Formas de trabajo en la equinoterapia
Forma de trabajo
La primera actividad que realizamos con el alumno es el conocimiento del caballo. Es fundamental que conozca su caballo y establezca un primer contacto con él.

Si bien al principio el alumno subirá con ayuda de los voluntarios al caballo el objetivo ideal es que cada vez él colabore más en este procedimiento.

No siempre el alumno se sentará sobre el caballo en la postura tradicional, horcajado y mirando hacia la cabeza del animal. Algunas veces y dependiendo del tipo de estimulación que se necesite es posible que el alumno se recueste sobre el lomo, que se siente al revés, mirando a la grupa, que se cuelgue adoptando la posición de " indio muerto" y que adopte incluso posturas más extrañas.
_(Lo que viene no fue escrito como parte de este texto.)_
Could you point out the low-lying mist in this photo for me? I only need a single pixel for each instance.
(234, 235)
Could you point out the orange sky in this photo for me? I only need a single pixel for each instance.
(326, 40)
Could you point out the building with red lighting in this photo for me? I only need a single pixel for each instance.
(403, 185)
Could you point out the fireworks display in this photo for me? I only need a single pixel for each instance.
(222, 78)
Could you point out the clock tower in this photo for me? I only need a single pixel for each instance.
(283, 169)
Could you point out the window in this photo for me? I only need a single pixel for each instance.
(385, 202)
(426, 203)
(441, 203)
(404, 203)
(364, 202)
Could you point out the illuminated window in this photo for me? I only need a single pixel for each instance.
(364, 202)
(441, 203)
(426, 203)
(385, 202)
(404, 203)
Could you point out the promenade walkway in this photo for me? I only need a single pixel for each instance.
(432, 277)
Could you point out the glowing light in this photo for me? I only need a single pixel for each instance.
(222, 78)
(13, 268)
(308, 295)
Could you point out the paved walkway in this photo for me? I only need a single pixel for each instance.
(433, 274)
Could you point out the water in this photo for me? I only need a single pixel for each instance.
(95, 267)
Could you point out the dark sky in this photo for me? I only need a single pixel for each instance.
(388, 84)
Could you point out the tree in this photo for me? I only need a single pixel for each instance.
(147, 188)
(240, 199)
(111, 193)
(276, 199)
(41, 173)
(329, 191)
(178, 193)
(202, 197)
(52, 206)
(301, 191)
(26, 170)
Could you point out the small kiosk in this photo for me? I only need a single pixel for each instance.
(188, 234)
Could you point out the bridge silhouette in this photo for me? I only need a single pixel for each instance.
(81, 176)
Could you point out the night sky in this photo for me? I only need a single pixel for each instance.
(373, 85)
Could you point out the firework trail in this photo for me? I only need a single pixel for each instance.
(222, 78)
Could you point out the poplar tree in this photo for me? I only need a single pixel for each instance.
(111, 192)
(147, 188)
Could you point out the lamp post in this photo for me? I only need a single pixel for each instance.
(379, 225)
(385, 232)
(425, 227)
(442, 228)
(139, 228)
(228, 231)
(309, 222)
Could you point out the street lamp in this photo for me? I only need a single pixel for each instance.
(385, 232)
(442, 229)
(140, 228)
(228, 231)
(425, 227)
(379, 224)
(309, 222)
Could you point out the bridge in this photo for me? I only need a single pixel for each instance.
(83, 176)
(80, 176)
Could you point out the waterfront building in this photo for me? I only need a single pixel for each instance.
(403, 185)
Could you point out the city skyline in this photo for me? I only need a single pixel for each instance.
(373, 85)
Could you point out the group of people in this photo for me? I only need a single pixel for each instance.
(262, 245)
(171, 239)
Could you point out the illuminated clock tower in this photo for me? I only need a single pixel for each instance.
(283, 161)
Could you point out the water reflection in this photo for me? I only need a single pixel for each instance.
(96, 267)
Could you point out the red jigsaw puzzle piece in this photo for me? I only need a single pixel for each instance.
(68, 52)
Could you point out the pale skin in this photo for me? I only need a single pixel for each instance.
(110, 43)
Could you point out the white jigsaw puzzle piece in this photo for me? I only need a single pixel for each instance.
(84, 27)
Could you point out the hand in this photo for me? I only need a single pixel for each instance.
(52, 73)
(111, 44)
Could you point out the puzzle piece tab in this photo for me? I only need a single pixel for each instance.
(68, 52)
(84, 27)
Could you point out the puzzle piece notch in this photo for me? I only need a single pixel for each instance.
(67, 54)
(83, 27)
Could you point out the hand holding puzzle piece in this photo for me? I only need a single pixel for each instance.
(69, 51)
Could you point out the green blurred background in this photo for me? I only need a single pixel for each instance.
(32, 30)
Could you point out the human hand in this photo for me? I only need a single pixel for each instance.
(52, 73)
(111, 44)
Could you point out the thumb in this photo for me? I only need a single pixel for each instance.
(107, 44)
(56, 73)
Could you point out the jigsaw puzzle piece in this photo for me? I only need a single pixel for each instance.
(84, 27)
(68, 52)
La cadencia rítmica y constante del caballo al andar proporciona una forma ideal de trabajo y estimulación. La posibilidad de variar las cadencias, aumentando o disminuyéndolos ritmos del movimiento así como la variación de los aires del caballo permiten una gran variedad de posibilidades de estimulación. Una de las principales ventajas de este tipo de terapia es que el alumno / paciente asume los ejercicios como algo secundario, como parte de una actividad deportiva o recreativa que lo divierte y estimula. El alumno hace terapia lejos de una mesa de tratamiento, del ambiente convencional de la fisioterapia, se mantiene entretenido y atento a todo lo que pasa a su alrededor. Los ejercicios físicos pasan a un segundo lugar mientras su Sistema Nervioso Central está trabajando plenamente y se obtienen los avances deseados.

La hippoterapia o Equinoterapia se ha definido según el .National Center for Equine Facilitated Therapy. (NCEFT) de EE.UU., como una forma especializada de terapia física que utiliza equinos en el tratamiento de desórdenes del movimiento asociados con varias patologías neurológicas y neuromusculares, tales como parálisis cerebral, accidentes vasculares en el cerebro, esclerosis múltiple y traumatismos cerebrales.  Los objetivos radican en la normalización del tono muscular y reforzamiento de la musculatura postural, incrementando la habilidad para el desarrollo de las actividades funcionales cotidianas.  Asímismo y debido a la incondicional entrega del caballo, la experiencia se convierte en un gran factor motivacional para el paciente. Por lo mismo, niños con problemas de autismo y Síndrome de Down también se han beneficiado de este procedimiento.

Esta modalidad se creó en Europa después de la segunda guerra mundial, tras dos epidemias de poliomielitis, reconociéndose desde entonces como un tratamiento altamente exitoso.